Description

    With 3,225 Hand-Colored Botanical Plates

    William Curtis. Curtis's Botanical Magazine; or, Flower-Garden Displayed. London: Stephen Couchman, 1793-1831.

    39 uniformly bound octavo volumes containing issues 1-58 and the General Indexes. 3,225 hand-colored plates, measuring approximately 5 x 9 inches; some folding plates measuring 11.25 x 9 inches.

    Custom red cloth with gilt spine titles and marbled page edges. Cloth is lightly rubbed and worn with some insect damage, most evident to page edges. Toning and light, scattered foxing throughout. All volumes in very good or better condition.
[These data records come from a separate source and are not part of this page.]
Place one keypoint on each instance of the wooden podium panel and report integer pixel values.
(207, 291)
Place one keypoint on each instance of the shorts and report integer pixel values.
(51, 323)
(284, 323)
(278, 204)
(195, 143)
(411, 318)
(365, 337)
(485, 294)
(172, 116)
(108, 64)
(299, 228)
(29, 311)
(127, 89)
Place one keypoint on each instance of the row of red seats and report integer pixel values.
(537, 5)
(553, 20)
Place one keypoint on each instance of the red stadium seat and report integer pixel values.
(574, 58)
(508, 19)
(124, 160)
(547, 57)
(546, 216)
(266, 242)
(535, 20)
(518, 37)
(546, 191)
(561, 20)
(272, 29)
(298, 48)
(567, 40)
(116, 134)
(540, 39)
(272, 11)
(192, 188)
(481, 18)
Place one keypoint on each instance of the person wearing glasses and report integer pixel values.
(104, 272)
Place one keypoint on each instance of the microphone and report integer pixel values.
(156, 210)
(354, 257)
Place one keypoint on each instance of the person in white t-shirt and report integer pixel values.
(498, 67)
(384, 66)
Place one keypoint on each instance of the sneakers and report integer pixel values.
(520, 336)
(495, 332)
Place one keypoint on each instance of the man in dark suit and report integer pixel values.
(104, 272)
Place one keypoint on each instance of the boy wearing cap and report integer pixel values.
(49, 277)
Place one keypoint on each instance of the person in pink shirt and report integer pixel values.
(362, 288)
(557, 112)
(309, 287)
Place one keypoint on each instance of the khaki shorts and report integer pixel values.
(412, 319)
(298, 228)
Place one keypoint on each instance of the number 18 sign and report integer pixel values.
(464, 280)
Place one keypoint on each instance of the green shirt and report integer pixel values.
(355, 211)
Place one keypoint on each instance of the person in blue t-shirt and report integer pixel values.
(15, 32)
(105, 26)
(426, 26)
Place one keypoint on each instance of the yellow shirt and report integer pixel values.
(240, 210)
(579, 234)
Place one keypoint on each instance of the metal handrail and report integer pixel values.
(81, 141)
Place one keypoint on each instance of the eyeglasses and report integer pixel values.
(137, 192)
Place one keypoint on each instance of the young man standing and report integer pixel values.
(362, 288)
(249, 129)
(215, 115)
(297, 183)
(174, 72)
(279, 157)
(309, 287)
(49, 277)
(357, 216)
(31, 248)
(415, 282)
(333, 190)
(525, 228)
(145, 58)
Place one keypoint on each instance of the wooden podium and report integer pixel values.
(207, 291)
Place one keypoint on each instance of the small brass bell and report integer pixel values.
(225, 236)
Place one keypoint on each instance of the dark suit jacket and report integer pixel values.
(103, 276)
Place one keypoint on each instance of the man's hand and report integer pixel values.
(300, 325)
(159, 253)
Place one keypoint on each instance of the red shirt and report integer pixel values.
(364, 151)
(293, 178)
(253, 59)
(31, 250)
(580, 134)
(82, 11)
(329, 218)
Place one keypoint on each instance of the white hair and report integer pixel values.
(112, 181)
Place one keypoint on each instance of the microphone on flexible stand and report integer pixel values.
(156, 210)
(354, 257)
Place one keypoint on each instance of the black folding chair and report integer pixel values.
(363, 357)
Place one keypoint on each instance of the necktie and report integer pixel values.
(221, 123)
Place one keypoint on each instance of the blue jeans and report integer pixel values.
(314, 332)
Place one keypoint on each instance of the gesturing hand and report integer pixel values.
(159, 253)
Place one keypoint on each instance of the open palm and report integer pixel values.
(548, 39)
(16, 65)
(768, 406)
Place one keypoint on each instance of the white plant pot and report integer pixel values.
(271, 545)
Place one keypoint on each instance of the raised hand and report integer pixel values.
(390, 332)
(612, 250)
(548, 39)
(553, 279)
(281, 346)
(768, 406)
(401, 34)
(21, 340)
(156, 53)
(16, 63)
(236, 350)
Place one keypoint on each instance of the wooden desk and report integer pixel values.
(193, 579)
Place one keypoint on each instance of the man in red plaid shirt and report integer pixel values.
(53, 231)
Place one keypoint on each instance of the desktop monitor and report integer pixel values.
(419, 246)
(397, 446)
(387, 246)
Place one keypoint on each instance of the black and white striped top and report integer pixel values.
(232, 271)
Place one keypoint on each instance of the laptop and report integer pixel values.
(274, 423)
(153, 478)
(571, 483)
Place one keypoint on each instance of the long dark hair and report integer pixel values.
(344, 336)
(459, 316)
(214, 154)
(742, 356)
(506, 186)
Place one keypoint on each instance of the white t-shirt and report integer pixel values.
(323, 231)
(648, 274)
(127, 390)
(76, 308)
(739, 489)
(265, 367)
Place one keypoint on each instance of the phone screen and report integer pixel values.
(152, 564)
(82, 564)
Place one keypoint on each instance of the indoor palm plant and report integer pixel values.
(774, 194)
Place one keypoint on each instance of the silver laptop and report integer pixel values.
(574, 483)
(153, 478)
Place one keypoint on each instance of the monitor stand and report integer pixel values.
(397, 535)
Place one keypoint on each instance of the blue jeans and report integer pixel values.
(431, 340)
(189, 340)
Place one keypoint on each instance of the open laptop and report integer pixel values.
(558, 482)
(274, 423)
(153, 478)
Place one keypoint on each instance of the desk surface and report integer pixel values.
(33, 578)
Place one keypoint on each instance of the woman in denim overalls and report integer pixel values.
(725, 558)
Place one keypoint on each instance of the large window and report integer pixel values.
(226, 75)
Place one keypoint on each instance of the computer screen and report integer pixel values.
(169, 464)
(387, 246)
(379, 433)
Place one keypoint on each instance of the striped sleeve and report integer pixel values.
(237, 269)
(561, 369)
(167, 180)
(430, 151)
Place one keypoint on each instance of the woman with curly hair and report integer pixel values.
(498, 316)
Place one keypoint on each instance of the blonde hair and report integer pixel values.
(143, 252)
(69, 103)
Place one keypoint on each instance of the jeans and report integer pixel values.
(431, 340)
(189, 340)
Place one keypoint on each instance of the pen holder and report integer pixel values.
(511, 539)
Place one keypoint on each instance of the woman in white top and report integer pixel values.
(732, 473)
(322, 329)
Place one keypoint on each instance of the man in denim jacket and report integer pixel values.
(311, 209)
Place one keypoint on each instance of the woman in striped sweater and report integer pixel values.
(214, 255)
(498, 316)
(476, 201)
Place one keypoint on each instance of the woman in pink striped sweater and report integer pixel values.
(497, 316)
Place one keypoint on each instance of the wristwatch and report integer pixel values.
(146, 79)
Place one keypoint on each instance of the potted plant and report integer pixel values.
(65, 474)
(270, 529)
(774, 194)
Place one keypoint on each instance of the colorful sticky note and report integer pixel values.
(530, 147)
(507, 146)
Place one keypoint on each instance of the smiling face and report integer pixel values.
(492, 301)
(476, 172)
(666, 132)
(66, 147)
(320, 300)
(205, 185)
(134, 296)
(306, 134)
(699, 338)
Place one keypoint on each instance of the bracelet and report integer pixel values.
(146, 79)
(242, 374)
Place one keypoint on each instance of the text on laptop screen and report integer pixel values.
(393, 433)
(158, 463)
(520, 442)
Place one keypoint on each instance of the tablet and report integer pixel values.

    Still in publication, Curtis's Botanical Magazine is the oldest periodical in existence featuring colored plates.


    More Information:

    "The journal was founded by William Curtis (1746-1799). Although his passion for flora and fauna was evident from an early age, he was originally apprenticed as an apothecary. However, having moved from Hampshire to London in 1766 to practise this trade, his botanical interests prevailed and he abandoned his career to earn a precarious living by teaching and writing. His first publication was a pamphlet on collecting and preserving insects. In 1773, he was appointed as Demonstrator of Botany at the Chelsea physic garden. After leaving this post in 1777, he opened his own London Botanic Garden at Lambeth Marsh. He later moved the garden to a more salubrious site at Brompton. Admission to the garden and Curtis's lectures was by an annual subscription of one guinea; a share in plants and seeds could be had for a subscription of two guineas.

     

    "The beautiful hand-colored plates are the chief glory of the magazine. As Curtis states in the preface to the first issue, the plates were drawn 'always from the living plant, and colored as near to nature, as the imperfection of coloring will admit'. With little chance to exert any artistic freedom, each artist had to draw the specimens exactly and accurately in order to create a scientifically authoritative work. Up to volume 70 the plates were created using copper etching, with watercolor being added to each copy. Considering that up to 3,000 copies of each issue (containing an average of 3 plates) were published in the magazine's early years, the impossibility of producing a standard uniformity in the coloring can be appreciated. Different colorists would produce varying results, while even the pigments used were not necessarily consistent in their quality. At one time, some 30 people were engaged in coloring the Botanical Magazine. Not only was this tedious and repetitive work, but low wages did not encourage high standards and there were inevitable fluctuations in care and accuracy. Incredibly, in spite of these problems, the magazine's plates were all hand colored until as late as 1948 when a shortage of colorists forced the periodical to adopt photographic reproduction. Seldom offered in a lot this large and complete."

     

    Glasgow University Library Special Collections Dept.